Hill does. Dawes's coach since Dominique was a precocious 6 year old, Hill may not like the term "veteran" either, but this she does know: Dominque has come a long way since Barcelona. The little girl from Silver Spring has left home. She has her own apartment, which she shares with four other Maryland students, who, despite their own grueling schedules as members of the school's track team, never seem able to catch Dawes before she sneaks out of the apartment, pre-dawn, for her early workouts. She does her own laundry. She cooks her own meals. Recently, she went shopping for a rice steamer, of all confounded things.

"I wanted to get used to living on my own while I was still close to home," said Dawes, who admitted, a bit sheepishly, that her family home in Silver Spring is barely a 10-minute drive from her College Park apartment. "I know it's not far, but I just wanted to get a feel for it."

Of course, she can still sound like a little girl. She will tell you that she likes cop shows and anything "alien-like." She will giggle and blush when asked about being prom queen. And when she says she wants to go into the "performing arts" or "criminal justice," you can't help but think she is using big words for wanting to be either an actress or a police officer -- two professions often mentioned by undecided young girls.

But she isn't a young girl, not anymore, not in this world. At a recent competition at the Olympic Training Center in Colorado Springs, Dawes stood more than a head taller than a little girl behind her in line, who almost teetered on tip-toes as she chalked her hands in preparation for a turn on the uneven bars.

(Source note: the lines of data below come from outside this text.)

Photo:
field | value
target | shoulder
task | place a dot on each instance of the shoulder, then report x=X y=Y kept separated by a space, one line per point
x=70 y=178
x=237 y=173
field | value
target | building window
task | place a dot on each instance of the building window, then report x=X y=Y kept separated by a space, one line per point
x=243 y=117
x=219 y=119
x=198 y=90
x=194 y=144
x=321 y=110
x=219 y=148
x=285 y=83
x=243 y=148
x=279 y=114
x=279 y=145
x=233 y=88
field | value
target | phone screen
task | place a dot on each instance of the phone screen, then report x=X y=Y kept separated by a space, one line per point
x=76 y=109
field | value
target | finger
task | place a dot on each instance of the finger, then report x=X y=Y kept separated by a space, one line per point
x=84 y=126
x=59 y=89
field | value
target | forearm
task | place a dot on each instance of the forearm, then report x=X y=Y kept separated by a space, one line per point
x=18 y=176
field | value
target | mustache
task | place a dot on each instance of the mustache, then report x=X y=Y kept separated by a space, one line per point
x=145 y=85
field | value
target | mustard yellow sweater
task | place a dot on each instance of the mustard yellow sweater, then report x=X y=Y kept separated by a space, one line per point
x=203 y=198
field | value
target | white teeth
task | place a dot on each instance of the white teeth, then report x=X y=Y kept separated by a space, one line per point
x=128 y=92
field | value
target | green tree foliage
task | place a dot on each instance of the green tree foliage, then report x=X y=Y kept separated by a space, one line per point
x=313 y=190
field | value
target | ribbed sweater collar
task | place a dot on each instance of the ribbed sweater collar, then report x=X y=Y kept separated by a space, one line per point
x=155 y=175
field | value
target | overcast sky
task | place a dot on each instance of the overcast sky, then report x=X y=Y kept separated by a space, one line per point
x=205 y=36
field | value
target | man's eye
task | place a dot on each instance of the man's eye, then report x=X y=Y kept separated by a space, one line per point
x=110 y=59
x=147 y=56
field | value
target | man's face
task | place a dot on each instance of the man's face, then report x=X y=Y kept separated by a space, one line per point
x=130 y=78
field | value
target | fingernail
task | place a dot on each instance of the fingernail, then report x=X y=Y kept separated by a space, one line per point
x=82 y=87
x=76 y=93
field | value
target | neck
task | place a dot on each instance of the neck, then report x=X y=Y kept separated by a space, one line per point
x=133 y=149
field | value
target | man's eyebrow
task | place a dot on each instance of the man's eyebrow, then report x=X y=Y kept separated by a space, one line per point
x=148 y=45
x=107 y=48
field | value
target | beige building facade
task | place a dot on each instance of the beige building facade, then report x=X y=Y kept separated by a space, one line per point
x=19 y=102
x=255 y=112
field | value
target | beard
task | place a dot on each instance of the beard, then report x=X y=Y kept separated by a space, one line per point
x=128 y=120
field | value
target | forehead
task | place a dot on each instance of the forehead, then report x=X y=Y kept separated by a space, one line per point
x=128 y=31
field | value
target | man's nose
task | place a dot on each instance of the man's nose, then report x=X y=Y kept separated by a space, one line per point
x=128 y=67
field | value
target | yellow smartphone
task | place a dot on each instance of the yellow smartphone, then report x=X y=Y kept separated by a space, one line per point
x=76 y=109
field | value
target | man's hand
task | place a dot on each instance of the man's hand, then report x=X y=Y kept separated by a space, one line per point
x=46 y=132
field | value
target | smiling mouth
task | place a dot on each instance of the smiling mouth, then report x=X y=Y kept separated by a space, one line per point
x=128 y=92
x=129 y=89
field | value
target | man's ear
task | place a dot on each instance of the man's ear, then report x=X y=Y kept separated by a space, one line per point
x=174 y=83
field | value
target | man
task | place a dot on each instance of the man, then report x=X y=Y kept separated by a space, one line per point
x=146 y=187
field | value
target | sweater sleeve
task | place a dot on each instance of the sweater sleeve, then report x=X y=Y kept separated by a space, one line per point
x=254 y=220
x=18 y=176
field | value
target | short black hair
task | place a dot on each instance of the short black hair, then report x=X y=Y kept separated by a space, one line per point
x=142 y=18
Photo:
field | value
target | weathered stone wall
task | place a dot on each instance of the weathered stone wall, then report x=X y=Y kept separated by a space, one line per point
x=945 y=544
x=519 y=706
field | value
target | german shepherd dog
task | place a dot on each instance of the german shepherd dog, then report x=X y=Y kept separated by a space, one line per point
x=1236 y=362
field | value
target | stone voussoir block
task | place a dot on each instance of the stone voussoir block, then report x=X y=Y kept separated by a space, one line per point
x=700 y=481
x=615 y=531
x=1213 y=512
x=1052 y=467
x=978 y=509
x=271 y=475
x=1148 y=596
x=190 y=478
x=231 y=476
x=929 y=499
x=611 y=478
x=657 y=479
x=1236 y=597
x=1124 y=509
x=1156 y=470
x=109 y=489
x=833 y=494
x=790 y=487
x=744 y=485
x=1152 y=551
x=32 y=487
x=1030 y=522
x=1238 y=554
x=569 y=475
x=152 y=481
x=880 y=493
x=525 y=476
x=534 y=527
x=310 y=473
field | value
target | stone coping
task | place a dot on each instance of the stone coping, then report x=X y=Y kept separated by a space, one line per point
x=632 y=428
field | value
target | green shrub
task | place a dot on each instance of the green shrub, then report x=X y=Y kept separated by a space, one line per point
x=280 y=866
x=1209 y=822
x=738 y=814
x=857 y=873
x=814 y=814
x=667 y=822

After running through her uneven-bar workout, as well as a handful of practice runs at the vault, Dawes put on a T-shirt and shorts and sat down in a seat not far from where the young girl was stuffing a Lion King doll into her duffle bag.

"When I'm really competitive, like now, my room can be chaos," Dawes said. "Some of the food will be molding in the fridge, I won't be unpacked for the last trip . . . but my roommates, they don't mind. And if they do, I have my own room -- they can close the door."